Big bill, bigger debt, no plan
To the Editor:
In the debate about the budget bill recently passed by Congress, an essential point got lost.
Estimates are that the tax and spending bill will add $3.5 trillion to the national debt over the next 10 years. Missing from the discussion is that this amount is on top of the huge deficits already being rung up each year.
The national debt now stands at some $36 trillion, according to the Peter G. Peterson Foundation. That amounts to about $106,000 for every man, woman and child. Meanwhile, the Congressional Budget Office projects the 2025 budget deficit — the amount to be added to the debt this year alone — at $1.9 trillion.

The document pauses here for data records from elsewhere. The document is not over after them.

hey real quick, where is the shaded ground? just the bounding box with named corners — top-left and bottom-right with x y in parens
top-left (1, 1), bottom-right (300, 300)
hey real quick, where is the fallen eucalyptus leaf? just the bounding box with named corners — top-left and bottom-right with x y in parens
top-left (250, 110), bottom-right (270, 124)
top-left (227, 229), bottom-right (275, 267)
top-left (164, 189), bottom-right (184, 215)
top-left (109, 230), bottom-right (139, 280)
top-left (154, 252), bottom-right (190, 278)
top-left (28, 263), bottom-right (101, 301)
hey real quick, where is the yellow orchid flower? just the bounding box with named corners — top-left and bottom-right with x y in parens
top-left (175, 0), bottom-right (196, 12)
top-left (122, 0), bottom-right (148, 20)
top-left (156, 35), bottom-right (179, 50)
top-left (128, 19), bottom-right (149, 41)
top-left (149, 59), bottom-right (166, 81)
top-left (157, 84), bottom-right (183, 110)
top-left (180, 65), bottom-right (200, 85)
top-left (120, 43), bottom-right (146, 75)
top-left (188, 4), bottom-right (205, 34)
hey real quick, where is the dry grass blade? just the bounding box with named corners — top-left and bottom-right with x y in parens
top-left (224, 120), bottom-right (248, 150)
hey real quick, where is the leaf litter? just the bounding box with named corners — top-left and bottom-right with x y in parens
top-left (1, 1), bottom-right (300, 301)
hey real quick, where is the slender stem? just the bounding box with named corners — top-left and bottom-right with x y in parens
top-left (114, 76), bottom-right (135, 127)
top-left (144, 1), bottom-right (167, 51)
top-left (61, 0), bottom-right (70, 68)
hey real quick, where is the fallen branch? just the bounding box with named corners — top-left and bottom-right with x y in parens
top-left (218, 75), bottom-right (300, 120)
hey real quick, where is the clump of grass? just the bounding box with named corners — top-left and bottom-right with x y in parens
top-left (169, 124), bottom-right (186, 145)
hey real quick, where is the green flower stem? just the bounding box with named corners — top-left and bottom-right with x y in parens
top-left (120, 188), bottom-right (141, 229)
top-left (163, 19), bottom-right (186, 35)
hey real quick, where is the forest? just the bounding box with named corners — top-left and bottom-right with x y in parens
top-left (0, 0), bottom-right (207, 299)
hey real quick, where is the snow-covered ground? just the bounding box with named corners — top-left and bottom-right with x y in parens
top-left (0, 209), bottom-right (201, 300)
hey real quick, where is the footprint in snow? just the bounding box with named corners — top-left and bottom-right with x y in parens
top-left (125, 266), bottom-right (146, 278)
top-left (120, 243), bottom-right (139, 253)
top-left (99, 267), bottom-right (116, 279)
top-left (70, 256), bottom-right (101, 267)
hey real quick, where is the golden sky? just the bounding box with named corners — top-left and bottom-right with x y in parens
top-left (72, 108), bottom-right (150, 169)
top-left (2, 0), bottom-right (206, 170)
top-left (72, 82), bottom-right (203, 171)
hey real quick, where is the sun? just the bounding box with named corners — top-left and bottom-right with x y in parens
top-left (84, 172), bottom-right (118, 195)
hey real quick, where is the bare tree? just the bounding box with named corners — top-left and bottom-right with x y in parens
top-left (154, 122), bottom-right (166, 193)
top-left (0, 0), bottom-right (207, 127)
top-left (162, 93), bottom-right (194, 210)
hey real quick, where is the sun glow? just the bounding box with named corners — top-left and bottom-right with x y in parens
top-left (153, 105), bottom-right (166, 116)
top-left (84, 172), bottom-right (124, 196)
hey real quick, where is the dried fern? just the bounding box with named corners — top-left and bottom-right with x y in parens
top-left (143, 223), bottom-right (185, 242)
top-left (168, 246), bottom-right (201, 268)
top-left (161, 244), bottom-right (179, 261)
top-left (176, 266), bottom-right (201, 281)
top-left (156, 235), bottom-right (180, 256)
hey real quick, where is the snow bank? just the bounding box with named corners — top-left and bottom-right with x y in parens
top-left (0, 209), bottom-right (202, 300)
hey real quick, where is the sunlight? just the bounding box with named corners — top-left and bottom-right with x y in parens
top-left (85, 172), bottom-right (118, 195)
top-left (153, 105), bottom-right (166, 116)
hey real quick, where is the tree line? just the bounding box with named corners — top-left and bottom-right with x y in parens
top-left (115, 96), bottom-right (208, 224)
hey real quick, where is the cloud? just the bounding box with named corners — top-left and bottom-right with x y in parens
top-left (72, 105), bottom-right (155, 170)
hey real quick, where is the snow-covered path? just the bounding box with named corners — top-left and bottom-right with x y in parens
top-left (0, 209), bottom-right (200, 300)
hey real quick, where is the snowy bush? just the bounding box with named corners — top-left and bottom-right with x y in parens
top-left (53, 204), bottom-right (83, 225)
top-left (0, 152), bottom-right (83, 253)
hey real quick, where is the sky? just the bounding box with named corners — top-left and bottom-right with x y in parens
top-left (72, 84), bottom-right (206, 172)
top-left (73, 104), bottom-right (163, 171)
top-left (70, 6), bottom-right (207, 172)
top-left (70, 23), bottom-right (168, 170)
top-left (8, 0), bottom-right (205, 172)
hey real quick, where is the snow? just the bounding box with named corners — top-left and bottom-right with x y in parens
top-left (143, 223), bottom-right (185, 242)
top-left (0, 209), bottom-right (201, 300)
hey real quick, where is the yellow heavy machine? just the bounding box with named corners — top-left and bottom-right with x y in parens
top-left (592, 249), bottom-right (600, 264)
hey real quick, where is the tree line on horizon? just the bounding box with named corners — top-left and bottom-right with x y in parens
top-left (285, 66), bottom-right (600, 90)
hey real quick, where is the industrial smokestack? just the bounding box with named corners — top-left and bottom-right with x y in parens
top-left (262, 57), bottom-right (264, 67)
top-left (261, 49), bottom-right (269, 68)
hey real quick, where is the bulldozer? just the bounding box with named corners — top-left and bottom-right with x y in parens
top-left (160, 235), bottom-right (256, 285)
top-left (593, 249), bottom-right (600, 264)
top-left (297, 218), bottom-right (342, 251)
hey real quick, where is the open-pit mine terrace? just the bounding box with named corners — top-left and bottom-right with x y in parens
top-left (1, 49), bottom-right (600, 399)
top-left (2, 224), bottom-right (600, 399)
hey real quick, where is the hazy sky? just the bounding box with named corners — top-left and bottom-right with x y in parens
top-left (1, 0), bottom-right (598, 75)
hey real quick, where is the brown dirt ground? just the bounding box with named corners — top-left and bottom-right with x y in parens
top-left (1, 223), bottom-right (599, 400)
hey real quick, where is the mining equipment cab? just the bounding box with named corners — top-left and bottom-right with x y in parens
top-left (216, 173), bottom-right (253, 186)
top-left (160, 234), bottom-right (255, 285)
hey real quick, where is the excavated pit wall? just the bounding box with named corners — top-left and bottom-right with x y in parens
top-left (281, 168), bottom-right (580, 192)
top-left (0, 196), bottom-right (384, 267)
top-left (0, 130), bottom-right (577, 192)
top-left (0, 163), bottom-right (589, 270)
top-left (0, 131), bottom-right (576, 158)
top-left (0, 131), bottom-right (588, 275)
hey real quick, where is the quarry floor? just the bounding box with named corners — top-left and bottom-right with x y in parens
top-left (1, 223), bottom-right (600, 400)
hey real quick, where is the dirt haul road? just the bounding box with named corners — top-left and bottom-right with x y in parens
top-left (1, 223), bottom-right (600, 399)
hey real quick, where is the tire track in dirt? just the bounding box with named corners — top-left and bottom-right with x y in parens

So let’s do the arithmetic. If annual deficits remain at roughly the current level for the next decade — and there is no reason to assume otherwise — then the debt increases by $20 trillion. If we add $3.5 trillion for the budget bill’s impact, the decade’s total debt increase is $23.5 trillion. Add that to the existing debt and the total by 2035 is close to $60 trillion.
Under the new budget bill, the tax breaks being given to high-income individuals, tipped workers, people who work overtime, and senior citizens like me, will essentially go onto a credit card bill to be paid, with interest, by our children and grandchildren.
To be fair, both political parties are to blame for the fiscal train wreck toward which this country is headed. For the present, knowing full well the current debt situation, a responsible Congress would have at least tried to address it. This Congress took an unsustainable situation and made it markedly worse.
Somewhere along the line, as a country, we lost sight of a fundamental fiscal principle: That things we want from government at some point have to be paid for. We will rue the day when the bill for decades of financial recklessness finally comes due.